4.0 KiB
Step-Runner
A graph-based agent that executes one step of a phased implementation
plan, with the step protocol from the step-implementation skill enforced
as graph edges rather than prose. Designed to be delegated to by
Sisyphus; delegates implementation to
Coder and independent review to
code-reviewer.
It expects a plan repo authored per the plan-authoring skill:
plans/
steps/NN-<slug>.md # step plans with frontmatter (step/title/depends_on/status)
handoffs/NN-<slug>.md # written by this agent, validated by a deterministic gate
NOTES.md # rolling durable facts
Workflow
resolve_step (script) locate plan + previous handoff, check depends_on,
↓ mark plan in-progress [→ gate_blocked if deps unsatisfied]
orient (llm, read-only) merge handoff directives + staleness-check the plan
↓
route_staleness (script) major deviation → gate_deviation (approval)
↓
implement (agent → coder) coder runs its own build/test/self-review fix-loop
↓
route_coder_result (script) COMPLETE → verify | REJECTED / FAILED → end
↓
verify_format_lint (script) format BEFORE evidence, then lint
verify_build (script) step-level build/typecheck
verify_tests (script) FULL test suite
↓ [failures → fix_loop_gate, back-edge to implement]
edge_case_sweep (llm) missed edge cases; annotate downstream plans
↓ (Edge cases sections ONLY - scope changes become proposals)
route_sweep (script) 5+ files or architectural boundary → independent_review
independent_review (agent) code-reviewer; 🔴 findings loop back to implement (bounded)
↓
write_handoff (llm) evidence-backed handoff per handoff-protocol + NOTES.md
check_handoff (script) deterministic schema gate; marks plan status complete
↓
gate_user_review (approval) HARD STOP - approve, or send revision comments
↓ (revisions loop through implement → verify → handoff again)

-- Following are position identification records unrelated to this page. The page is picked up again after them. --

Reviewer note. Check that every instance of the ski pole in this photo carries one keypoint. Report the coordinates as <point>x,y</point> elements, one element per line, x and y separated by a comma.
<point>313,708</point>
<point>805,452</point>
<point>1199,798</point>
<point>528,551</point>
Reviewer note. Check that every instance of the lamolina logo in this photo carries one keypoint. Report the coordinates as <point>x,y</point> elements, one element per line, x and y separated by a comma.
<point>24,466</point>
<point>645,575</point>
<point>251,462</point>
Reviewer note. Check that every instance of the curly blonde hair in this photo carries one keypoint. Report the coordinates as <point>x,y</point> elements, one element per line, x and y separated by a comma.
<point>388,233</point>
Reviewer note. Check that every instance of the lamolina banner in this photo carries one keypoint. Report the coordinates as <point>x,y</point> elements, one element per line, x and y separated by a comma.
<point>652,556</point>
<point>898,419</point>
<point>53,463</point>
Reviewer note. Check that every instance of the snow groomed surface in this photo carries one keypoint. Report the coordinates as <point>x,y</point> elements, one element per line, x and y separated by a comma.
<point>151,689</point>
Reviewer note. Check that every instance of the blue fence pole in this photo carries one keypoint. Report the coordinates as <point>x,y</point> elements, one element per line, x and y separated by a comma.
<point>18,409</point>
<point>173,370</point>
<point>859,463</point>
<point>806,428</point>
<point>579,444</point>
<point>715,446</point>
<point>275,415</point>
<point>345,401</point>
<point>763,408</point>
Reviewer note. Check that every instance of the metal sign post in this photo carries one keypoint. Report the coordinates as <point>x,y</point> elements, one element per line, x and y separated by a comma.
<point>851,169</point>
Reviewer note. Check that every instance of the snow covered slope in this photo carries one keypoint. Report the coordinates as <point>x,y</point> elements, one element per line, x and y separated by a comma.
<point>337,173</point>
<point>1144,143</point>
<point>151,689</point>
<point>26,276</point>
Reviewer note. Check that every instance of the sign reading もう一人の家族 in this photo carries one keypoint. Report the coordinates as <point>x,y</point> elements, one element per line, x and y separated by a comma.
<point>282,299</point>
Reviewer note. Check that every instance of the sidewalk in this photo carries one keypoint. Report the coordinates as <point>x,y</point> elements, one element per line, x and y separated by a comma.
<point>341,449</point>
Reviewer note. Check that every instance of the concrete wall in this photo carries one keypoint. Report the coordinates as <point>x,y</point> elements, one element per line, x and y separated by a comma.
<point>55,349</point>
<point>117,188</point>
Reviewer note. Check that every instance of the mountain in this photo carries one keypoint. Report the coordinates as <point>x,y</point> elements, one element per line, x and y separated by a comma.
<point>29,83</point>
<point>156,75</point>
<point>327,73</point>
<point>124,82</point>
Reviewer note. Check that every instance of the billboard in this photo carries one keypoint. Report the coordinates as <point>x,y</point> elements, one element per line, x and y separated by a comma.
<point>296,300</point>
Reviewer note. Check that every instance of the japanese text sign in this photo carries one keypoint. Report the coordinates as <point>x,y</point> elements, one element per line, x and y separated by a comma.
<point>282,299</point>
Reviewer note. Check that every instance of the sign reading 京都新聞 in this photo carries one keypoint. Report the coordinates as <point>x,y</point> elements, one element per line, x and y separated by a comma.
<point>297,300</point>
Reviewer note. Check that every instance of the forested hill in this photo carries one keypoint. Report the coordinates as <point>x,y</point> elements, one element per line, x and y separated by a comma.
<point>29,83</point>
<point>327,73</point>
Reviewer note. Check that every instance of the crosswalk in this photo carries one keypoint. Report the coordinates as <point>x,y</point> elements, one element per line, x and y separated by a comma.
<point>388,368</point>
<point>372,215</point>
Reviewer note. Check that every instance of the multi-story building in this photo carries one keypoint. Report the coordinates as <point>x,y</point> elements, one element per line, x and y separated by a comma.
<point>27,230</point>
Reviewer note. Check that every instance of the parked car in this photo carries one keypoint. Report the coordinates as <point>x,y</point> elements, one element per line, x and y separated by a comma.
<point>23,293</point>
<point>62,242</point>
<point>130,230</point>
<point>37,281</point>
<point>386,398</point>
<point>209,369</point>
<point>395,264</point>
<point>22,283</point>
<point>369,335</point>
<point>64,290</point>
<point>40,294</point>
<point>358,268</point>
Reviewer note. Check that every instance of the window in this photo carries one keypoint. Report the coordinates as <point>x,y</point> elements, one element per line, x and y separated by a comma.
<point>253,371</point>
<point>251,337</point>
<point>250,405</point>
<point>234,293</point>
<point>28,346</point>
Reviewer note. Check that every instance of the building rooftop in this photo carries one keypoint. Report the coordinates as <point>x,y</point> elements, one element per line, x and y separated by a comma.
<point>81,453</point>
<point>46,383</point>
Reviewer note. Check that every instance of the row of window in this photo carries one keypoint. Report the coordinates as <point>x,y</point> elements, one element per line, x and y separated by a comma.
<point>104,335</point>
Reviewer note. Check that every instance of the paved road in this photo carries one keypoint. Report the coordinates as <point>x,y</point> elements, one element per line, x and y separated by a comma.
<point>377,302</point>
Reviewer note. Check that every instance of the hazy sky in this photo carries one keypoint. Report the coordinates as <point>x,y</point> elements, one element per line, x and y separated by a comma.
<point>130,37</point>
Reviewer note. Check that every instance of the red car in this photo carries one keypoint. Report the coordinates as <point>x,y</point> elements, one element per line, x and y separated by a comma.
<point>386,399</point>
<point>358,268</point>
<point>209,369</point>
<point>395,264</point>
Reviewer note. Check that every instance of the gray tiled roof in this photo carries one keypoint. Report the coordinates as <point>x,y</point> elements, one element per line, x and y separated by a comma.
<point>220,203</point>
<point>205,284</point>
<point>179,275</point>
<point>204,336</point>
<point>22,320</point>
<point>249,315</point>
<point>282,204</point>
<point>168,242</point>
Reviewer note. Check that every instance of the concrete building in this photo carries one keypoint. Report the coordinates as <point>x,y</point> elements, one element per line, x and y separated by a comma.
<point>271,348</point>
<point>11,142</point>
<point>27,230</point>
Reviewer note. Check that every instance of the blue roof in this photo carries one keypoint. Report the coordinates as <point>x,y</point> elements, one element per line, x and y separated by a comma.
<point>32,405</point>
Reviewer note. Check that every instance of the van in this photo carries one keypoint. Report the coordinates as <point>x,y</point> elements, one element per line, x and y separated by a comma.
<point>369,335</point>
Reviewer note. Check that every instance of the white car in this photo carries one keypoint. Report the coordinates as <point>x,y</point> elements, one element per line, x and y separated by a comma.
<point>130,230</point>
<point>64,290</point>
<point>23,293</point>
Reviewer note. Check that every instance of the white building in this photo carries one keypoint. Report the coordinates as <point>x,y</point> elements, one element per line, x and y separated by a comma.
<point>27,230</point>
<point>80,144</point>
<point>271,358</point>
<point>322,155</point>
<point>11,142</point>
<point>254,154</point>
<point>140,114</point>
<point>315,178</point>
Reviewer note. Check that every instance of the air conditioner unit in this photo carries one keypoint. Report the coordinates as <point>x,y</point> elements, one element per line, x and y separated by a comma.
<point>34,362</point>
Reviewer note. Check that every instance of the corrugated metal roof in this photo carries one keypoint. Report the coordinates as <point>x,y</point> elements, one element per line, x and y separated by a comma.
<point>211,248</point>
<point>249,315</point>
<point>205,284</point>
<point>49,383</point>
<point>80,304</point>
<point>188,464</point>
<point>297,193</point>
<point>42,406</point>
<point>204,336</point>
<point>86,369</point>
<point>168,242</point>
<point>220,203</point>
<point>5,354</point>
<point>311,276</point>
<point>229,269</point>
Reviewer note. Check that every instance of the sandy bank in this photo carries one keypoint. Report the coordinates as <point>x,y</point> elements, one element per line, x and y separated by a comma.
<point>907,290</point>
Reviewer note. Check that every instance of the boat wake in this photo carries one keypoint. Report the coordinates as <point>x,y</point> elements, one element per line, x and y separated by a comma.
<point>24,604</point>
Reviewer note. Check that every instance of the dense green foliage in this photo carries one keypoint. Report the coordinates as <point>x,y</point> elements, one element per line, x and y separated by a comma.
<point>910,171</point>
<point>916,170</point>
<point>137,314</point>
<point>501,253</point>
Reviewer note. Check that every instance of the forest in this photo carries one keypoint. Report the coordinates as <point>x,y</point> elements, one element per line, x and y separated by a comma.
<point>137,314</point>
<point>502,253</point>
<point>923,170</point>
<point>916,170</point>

end_success / end_blocked / end_rejected / end_failure
End nodes emit sentinel outcomes for the caller:
STEP_COMPLETE— step implemented, verified, handoff written, user approved.STEP_BLOCKED—depends_onunsatisfied and the user declined to proceed.STEP_REJECTED— user aborted at the deviation gate, or the coder's plan was rejected at its approval gate.STEP_FAILED— coder failed, the step-level fix budget was exhausted, or the handoff failed validation twice.
Usage
# From the project root: run the next in-progress/pending step
coyote -a step-runner "Execute the next step"
# A specific step (also parsed from the prompt: "execute step 3")
coyote -a step-runner --agent-variable step 3 "Execute step 3"
# Plan repo somewhere else
coyote -a step-runner --agent-variable plans_dir docs/plans "Execute the next step"
Invoke from the project root. The coder sub-agent resolves its own
project_dir from the invocation directory; overriding project_dir here
does not propagate to the spawned coder.
Tuning
graph.yaml initial_state exposes:
max_fix_attempts(default2) — step-level fix budget (the coder has its own internal budget of 3).max_review_attempts(default1) — bounded 🔴-finding fix loops after independent review.
Environment overrides honored by the script nodes:
FORMAT_CMD/LINT_CMD— formatting and linting (otherwise a per-type heuristic formats, and linting defers to the build/check command).BUILD_CMD/TEST_CMD— skip project-type detection (same as coder).STEP_AUTOAPPROVE=1— bypass the deviation gate (non-interactive runs).STEP_SKIP_REVIEW=1— never spawn the independent reviewer.
The final user approval gate is never bypassed by an environment variable - it is the point of the workflow.